I write baremetal fw for those chips. No debugger, extremely bad stdlib which I rewrote, no qemu. Horrible modem interface. But still much more pleasent than Linux FW or raspi's.

They are cheap, last 10 years with a single battery, and do only what they need to do. Also secure. No crazy attack vectors. And easily symbolically verifiable. And I wrote tons of simulators and fuzzers for them.

Let me flip this around, I am looking for ways to improve testing, specially now that I am mostly remote. In your experience, what targets have a stress-free experience with qemu emulation?
Working on it in my github rurban/qemu-stm32 fork. Checkout supported platforms for qemu and better renode. There you also have debugging interfaces.

Stressfree qemu support was only for my even smaller avr targets, the 1281. But AVR is crazy compared to the Cortex-M4. We switched to arm completely, no avr's anymore. Anyway, no need for qemu or other emulators, when you can easily write simulators. You just throw in some mmaps, the simulated libc, the UART, and networking. Much better than emulators.

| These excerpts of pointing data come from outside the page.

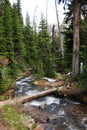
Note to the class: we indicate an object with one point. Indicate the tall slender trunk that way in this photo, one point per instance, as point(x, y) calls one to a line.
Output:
point(75, 58)
point(59, 33)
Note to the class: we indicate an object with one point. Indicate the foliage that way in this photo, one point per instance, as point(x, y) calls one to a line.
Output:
point(12, 118)
point(3, 79)
point(44, 47)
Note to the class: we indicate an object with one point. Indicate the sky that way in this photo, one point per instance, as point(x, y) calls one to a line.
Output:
point(36, 7)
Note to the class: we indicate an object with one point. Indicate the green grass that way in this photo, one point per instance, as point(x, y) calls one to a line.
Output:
point(12, 119)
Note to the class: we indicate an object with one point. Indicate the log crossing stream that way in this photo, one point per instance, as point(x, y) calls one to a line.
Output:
point(63, 113)
point(53, 112)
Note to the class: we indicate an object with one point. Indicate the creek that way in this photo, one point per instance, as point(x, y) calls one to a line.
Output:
point(55, 113)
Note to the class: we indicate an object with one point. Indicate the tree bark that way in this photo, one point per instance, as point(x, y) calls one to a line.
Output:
point(27, 98)
point(75, 59)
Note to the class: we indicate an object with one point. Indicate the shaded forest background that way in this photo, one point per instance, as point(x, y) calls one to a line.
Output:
point(26, 46)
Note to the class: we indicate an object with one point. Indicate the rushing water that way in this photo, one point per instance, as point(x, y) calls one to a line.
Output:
point(63, 113)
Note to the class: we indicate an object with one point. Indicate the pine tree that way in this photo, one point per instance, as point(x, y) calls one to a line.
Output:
point(2, 46)
point(19, 48)
point(30, 44)
point(44, 45)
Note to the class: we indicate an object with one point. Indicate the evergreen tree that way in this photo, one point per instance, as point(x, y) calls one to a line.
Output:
point(8, 39)
point(30, 44)
point(44, 47)
point(19, 11)
point(2, 46)
point(19, 48)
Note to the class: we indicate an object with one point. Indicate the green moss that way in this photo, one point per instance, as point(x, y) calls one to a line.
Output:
point(12, 118)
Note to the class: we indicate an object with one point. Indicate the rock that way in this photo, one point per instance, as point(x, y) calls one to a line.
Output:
point(70, 91)
point(43, 106)
point(30, 123)
point(39, 128)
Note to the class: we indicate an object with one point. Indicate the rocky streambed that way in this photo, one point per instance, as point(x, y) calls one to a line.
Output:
point(51, 112)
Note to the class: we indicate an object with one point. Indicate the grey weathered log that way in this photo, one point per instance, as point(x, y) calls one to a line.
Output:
point(27, 98)
point(38, 95)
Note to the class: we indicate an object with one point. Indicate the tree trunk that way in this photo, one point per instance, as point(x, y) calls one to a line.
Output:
point(75, 59)
point(27, 98)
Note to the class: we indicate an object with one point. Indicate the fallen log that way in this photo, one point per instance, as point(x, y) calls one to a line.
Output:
point(27, 98)
point(38, 95)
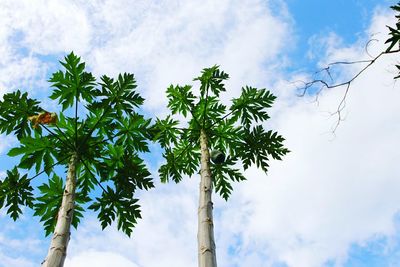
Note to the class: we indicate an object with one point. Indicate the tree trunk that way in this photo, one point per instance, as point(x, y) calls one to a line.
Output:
point(205, 234)
point(59, 243)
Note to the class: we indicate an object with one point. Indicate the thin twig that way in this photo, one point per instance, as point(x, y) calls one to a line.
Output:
point(56, 136)
point(342, 103)
point(97, 181)
point(44, 170)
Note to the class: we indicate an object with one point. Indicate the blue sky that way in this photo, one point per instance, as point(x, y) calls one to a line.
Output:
point(332, 202)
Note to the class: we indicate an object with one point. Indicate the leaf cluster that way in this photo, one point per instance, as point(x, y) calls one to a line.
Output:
point(108, 140)
point(237, 131)
point(15, 191)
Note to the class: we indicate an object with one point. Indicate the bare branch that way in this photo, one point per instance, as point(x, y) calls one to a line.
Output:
point(347, 84)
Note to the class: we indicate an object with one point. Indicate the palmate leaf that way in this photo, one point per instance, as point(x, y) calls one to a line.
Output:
point(171, 169)
point(257, 145)
point(48, 204)
point(73, 83)
point(165, 131)
point(250, 106)
point(209, 111)
point(15, 109)
point(131, 175)
point(36, 151)
point(133, 133)
point(212, 79)
point(226, 136)
point(111, 205)
point(223, 175)
point(117, 96)
point(15, 191)
point(181, 99)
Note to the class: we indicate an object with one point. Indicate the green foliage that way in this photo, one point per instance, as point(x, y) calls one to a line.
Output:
point(181, 99)
point(257, 145)
point(15, 190)
point(107, 140)
point(223, 175)
point(72, 84)
point(212, 79)
point(114, 205)
point(36, 151)
point(250, 106)
point(166, 131)
point(48, 204)
point(15, 109)
point(237, 131)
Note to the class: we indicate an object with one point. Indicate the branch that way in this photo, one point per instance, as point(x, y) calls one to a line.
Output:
point(56, 136)
point(97, 181)
point(44, 170)
point(325, 85)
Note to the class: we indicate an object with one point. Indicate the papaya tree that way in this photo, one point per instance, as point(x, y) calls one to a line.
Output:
point(97, 137)
point(235, 135)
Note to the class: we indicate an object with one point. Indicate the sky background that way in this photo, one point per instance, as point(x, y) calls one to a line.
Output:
point(333, 201)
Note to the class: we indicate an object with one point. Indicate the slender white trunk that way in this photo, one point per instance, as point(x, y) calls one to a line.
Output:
point(205, 234)
point(59, 242)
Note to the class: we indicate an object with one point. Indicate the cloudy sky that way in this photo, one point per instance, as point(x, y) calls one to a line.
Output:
point(333, 201)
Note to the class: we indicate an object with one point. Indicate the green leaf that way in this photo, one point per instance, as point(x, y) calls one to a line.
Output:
point(72, 84)
point(130, 175)
point(15, 190)
point(257, 145)
point(212, 79)
point(111, 205)
point(48, 204)
point(223, 175)
point(15, 109)
point(36, 152)
point(165, 131)
point(250, 106)
point(181, 99)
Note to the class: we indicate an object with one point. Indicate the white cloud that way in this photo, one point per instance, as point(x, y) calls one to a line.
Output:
point(326, 195)
point(6, 142)
point(98, 259)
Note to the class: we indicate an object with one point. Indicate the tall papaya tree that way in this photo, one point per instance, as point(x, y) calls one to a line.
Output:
point(235, 135)
point(98, 137)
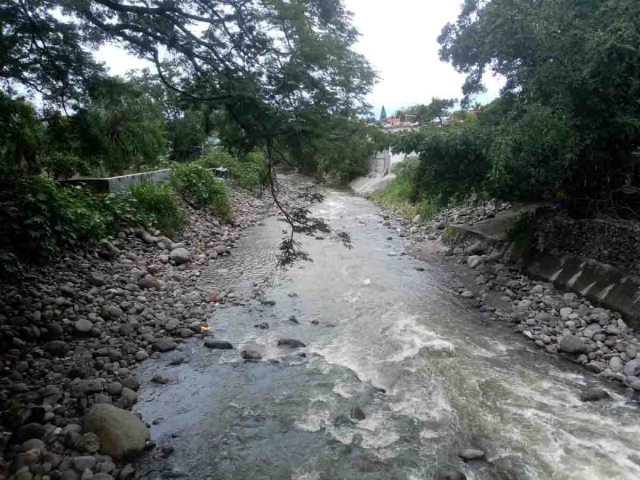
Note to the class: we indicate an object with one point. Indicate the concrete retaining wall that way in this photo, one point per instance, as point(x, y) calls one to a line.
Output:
point(602, 284)
point(123, 182)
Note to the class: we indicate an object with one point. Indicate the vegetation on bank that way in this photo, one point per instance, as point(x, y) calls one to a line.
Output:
point(566, 127)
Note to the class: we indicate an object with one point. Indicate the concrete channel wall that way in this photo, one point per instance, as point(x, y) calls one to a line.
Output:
point(123, 182)
point(601, 284)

Your simulations sound super interesting, I'd love to read more if you're willing to write about it!
Not the parent, but I wrote a little bit about this here: https://www.jonnor.com/2017/03/host-based-simulation-for-emb...

The key thing is to make the majority of the code portable enough to run on a PC. I find the best way to do that is to keep things data-oriented, using Plain Old Data type data structures and pure functions as much as possible. Alternative view: isolate out any device-specific pieces, like I/O into as small and simple pieces as possible. When one takes this mindset one realizes that even things that are considered as "device specific", like device drivers usually have a lot of logic that can actually be separate from the I/O. And by having a swappable I/O backend (say for I2C) one can actually test the vast majority of this logic on a computer. One should also have an implementation of the Hardware Abstraction Layer (HAL) that is "host", allowing to run on a PC, potentially with virtual inputs and outputs. This allows to run essentially all of the firmware on a PC. If one uses a embedded-friendly test framework, like Unity, then one can also run the same tests that is used on the PC on the device - to make sure that there is no difference when ran on host vs device.

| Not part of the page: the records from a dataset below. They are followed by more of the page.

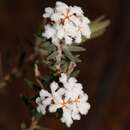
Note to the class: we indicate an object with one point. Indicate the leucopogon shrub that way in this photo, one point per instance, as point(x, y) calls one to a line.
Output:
point(59, 41)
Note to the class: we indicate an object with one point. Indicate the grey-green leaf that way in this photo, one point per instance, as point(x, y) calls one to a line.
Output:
point(76, 48)
point(68, 54)
point(52, 56)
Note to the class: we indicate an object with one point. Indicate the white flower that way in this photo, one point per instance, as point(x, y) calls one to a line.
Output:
point(69, 24)
point(70, 97)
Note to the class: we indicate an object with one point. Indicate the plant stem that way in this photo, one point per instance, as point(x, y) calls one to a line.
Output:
point(34, 124)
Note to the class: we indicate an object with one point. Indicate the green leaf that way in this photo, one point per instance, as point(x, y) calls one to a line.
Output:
point(100, 25)
point(68, 54)
point(76, 48)
point(52, 56)
point(48, 46)
point(42, 52)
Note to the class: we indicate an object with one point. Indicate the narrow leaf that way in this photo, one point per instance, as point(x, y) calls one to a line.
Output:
point(68, 54)
point(76, 48)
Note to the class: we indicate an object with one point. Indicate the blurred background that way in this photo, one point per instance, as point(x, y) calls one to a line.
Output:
point(105, 70)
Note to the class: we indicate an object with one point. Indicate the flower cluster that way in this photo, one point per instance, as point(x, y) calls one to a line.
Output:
point(70, 98)
point(67, 24)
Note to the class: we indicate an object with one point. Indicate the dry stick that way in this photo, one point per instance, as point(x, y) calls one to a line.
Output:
point(71, 68)
point(58, 58)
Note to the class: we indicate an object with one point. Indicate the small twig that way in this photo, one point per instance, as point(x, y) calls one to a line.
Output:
point(37, 75)
point(58, 58)
point(71, 68)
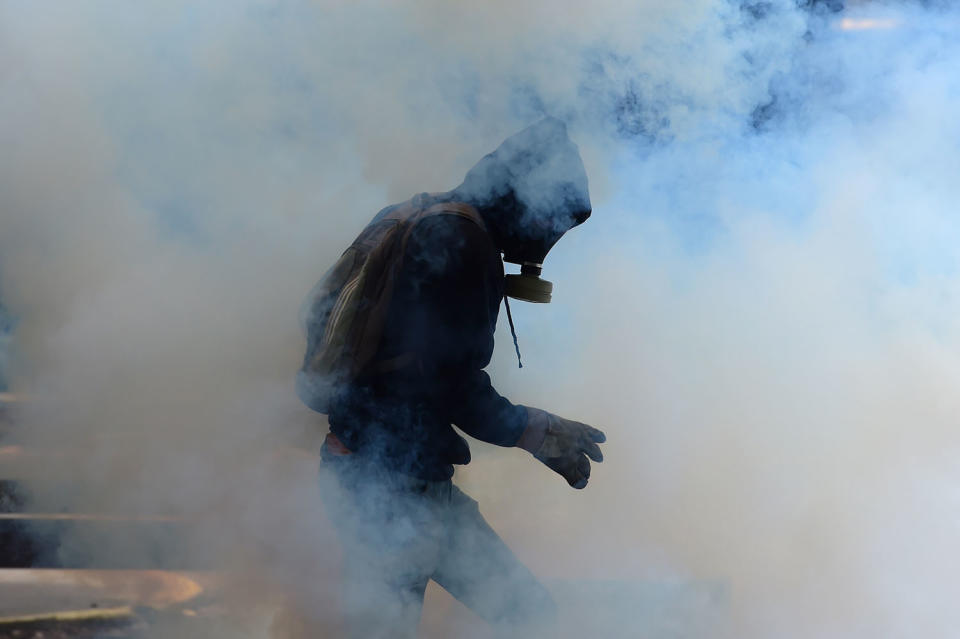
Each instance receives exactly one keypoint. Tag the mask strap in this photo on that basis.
(513, 331)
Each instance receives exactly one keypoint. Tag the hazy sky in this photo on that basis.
(761, 313)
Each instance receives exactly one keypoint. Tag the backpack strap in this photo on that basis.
(459, 209)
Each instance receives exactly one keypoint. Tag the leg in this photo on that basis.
(479, 569)
(390, 549)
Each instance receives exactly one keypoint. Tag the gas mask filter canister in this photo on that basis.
(528, 286)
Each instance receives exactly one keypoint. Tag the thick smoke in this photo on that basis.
(760, 313)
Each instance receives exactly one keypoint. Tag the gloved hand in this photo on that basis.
(562, 444)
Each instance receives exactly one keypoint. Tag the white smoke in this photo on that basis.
(760, 313)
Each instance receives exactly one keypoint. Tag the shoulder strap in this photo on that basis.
(460, 209)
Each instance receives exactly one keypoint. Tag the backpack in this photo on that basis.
(347, 309)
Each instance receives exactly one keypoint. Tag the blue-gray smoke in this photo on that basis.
(761, 312)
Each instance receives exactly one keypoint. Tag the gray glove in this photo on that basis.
(562, 444)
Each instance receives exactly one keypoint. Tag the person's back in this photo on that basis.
(390, 453)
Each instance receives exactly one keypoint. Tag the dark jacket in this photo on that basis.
(445, 307)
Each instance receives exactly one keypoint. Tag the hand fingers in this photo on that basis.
(581, 473)
(596, 435)
(591, 449)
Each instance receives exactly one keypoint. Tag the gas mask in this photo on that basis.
(528, 286)
(529, 253)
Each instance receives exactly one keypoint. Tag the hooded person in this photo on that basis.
(389, 457)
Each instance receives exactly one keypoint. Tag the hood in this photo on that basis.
(530, 191)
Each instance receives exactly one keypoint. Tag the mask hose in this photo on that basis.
(513, 331)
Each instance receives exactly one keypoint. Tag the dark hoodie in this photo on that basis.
(529, 191)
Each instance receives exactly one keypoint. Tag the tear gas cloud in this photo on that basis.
(761, 312)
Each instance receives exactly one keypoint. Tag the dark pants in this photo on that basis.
(399, 532)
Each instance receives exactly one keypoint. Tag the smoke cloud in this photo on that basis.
(761, 313)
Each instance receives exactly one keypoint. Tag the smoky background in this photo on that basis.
(761, 313)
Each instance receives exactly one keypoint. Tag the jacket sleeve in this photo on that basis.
(456, 283)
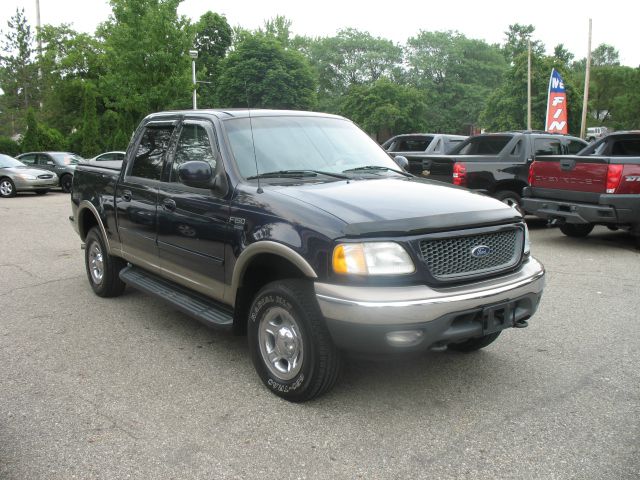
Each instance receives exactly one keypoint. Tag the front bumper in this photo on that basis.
(359, 318)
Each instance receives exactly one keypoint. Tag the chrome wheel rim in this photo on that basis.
(281, 344)
(96, 263)
(5, 188)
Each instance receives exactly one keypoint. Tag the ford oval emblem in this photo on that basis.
(481, 251)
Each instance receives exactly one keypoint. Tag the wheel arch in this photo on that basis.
(259, 264)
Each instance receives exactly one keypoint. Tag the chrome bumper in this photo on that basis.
(420, 304)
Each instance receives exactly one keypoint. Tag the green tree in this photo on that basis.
(350, 58)
(146, 58)
(386, 108)
(262, 74)
(18, 74)
(456, 74)
(40, 137)
(213, 37)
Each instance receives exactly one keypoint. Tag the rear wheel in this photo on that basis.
(291, 348)
(103, 270)
(7, 188)
(474, 344)
(576, 230)
(65, 183)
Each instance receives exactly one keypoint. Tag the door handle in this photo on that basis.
(169, 204)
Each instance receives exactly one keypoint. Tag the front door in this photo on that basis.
(137, 194)
(193, 222)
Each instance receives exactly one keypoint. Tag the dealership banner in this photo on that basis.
(557, 105)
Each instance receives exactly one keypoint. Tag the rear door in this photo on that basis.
(137, 192)
(193, 222)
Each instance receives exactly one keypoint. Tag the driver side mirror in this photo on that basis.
(402, 161)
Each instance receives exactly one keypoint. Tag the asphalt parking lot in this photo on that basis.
(129, 388)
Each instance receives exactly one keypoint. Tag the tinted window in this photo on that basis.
(547, 146)
(194, 144)
(629, 148)
(149, 157)
(573, 146)
(489, 145)
(28, 159)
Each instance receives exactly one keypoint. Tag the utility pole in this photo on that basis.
(585, 98)
(529, 86)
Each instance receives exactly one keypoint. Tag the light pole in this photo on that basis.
(194, 54)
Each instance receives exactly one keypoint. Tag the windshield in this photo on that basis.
(302, 143)
(482, 145)
(8, 162)
(67, 158)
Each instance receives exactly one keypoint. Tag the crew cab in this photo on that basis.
(497, 163)
(297, 229)
(598, 186)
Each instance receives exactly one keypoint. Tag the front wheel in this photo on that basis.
(291, 348)
(103, 270)
(7, 188)
(66, 182)
(577, 230)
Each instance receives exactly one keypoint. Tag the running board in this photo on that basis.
(193, 304)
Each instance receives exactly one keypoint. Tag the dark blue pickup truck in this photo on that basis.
(298, 229)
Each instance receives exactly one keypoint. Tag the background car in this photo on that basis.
(15, 177)
(63, 164)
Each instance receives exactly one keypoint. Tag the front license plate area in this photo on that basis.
(498, 317)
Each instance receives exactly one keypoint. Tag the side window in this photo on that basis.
(194, 144)
(29, 159)
(149, 157)
(574, 147)
(547, 146)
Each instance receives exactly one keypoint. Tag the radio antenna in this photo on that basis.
(253, 142)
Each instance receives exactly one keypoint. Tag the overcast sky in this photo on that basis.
(564, 22)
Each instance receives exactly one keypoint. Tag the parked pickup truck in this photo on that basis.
(497, 163)
(599, 186)
(299, 230)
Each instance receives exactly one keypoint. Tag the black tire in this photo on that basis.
(576, 230)
(102, 269)
(7, 188)
(66, 182)
(473, 344)
(511, 198)
(291, 348)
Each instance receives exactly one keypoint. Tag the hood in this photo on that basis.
(26, 171)
(401, 205)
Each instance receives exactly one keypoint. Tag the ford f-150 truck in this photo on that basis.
(496, 163)
(299, 230)
(599, 186)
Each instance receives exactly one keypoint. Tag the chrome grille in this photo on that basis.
(451, 258)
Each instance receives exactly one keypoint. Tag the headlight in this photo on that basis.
(26, 176)
(372, 258)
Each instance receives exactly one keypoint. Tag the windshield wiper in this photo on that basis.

Unfortunately, the code from embedded device vendors is rarely amenable to this, so that code can end up as "untestable" under this scheme. For them portability" is only considered between their own hardware devices, not to a computer. Then one has to trust that they have done their own QA. Which is usually not that great - looking at you ST HAL....

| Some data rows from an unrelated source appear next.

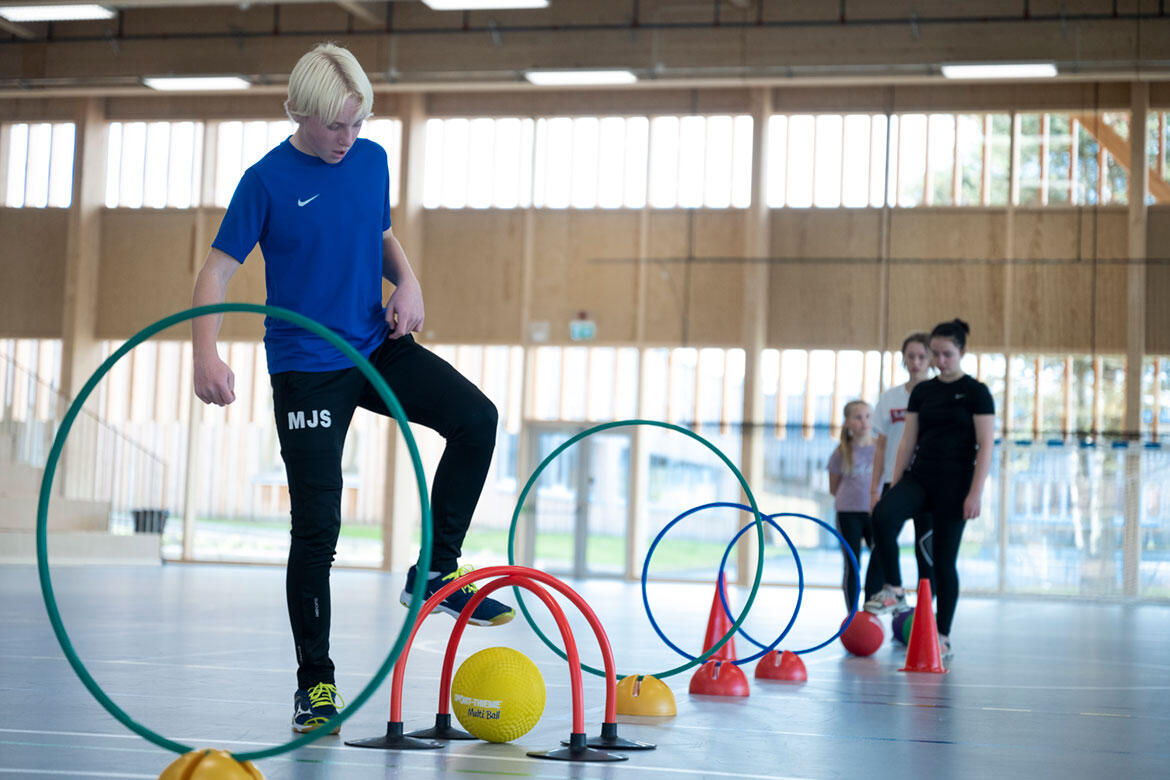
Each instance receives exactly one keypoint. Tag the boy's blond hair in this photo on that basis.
(323, 80)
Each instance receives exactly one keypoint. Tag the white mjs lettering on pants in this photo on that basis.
(319, 418)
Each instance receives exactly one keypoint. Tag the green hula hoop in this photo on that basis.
(42, 510)
(747, 490)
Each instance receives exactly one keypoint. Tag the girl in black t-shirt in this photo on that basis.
(942, 463)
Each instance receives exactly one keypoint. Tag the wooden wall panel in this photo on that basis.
(944, 264)
(716, 298)
(149, 271)
(667, 299)
(824, 278)
(32, 273)
(585, 261)
(472, 271)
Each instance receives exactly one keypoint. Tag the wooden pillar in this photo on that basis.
(755, 325)
(1135, 326)
(80, 353)
(400, 492)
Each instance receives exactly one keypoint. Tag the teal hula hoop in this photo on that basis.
(42, 511)
(747, 491)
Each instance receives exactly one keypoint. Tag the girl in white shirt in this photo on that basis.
(888, 421)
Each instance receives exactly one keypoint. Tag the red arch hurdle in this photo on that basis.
(579, 747)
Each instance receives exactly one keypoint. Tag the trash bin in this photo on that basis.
(149, 520)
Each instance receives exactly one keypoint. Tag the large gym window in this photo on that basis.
(668, 161)
(153, 164)
(38, 164)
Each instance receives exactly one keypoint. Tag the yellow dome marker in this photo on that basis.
(497, 695)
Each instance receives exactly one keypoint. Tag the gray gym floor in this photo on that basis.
(201, 655)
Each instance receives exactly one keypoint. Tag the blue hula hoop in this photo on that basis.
(845, 549)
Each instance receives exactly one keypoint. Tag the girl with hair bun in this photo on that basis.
(942, 464)
(889, 420)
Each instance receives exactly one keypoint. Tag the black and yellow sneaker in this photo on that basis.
(489, 612)
(312, 708)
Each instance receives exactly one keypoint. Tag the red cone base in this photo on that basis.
(923, 653)
(784, 665)
(720, 678)
(717, 627)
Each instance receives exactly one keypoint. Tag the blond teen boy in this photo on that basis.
(318, 205)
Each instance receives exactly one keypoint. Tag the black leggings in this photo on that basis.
(312, 415)
(942, 494)
(855, 526)
(923, 547)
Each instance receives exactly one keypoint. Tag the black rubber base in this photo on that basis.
(441, 730)
(394, 740)
(610, 738)
(578, 751)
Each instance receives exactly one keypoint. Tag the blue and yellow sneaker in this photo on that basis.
(489, 612)
(315, 706)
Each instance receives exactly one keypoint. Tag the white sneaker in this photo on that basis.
(886, 600)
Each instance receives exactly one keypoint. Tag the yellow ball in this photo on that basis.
(497, 695)
(210, 765)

That's a great article, thanks for pointing me to it :)
> Documentation is lacking and the tools people use to write code for it suck.

Okay, I'm going to ask "Compared to whom?"

Nordic has been one of the better BLE chip manufacturers in terms of documentation, in my experience.

Most places use Keil tools directly from ARM. So, if programming these sucks, so does programming most embedded Cortex M4 chips. (No argument. Keil sucks. However, that doesn't mean that Nordic sucks any worse than anybody else).

And now you can program Nordic chips using Visual Studio Code.

Sure, comparing BLE specifically. And Nordics chip / peripheral level documentation is fine, but their software stack documentation (at least as of 3 years ago when I was last working on BLE stuff) is fine at best. They released a new version of the API every 6-12 months with lots of backwards incompatible changes (a new major version every time...), referenced examples from previous API versions (but didn't port them to the new version), and added tons of new poorly documented compile-time config options to every API version.

All told I figured out how to make a reasonably complex chain of bluetooth devices work (largely by reading the source and comparing against old version API documentation to figure out differences), so it definitely could have been worse. But to imply that just because the documentation is BETTER than the competition that it is GOOD?

No. Its fine.

It kinda helps to have an EE background for anything embedded. Doing embedded stuff has always been a gritty experience since I started around 2000. I find Nordic tools fine, and they've been getting incrementally better. Either the VSCode plugin or Segger Studio works fine for development, and the devkits work fine.
Say what you will about the hardware, but ESP-IDF is the gold standard for me now
ehh… It is pretty easy to use but there's way too much bundled stuff in there, you're always under FreeRTOS, and Wi-Fi support is all proprietary blobs (but that's unfortunately the case with every embedded Wi-Fi chip… unlike Bluetooth LE with has multiple fully FOSS implementations)
I don't know what you mean by "way too much stuff", it's mostly use what you want. It's easy enough to disable any features you don't want with their sdk config stuff

They used to even ship a "No OS" SDK for the 8266, but the demand just wasn't there, FreeRTOS is pretty solid for the core competency of their product after all...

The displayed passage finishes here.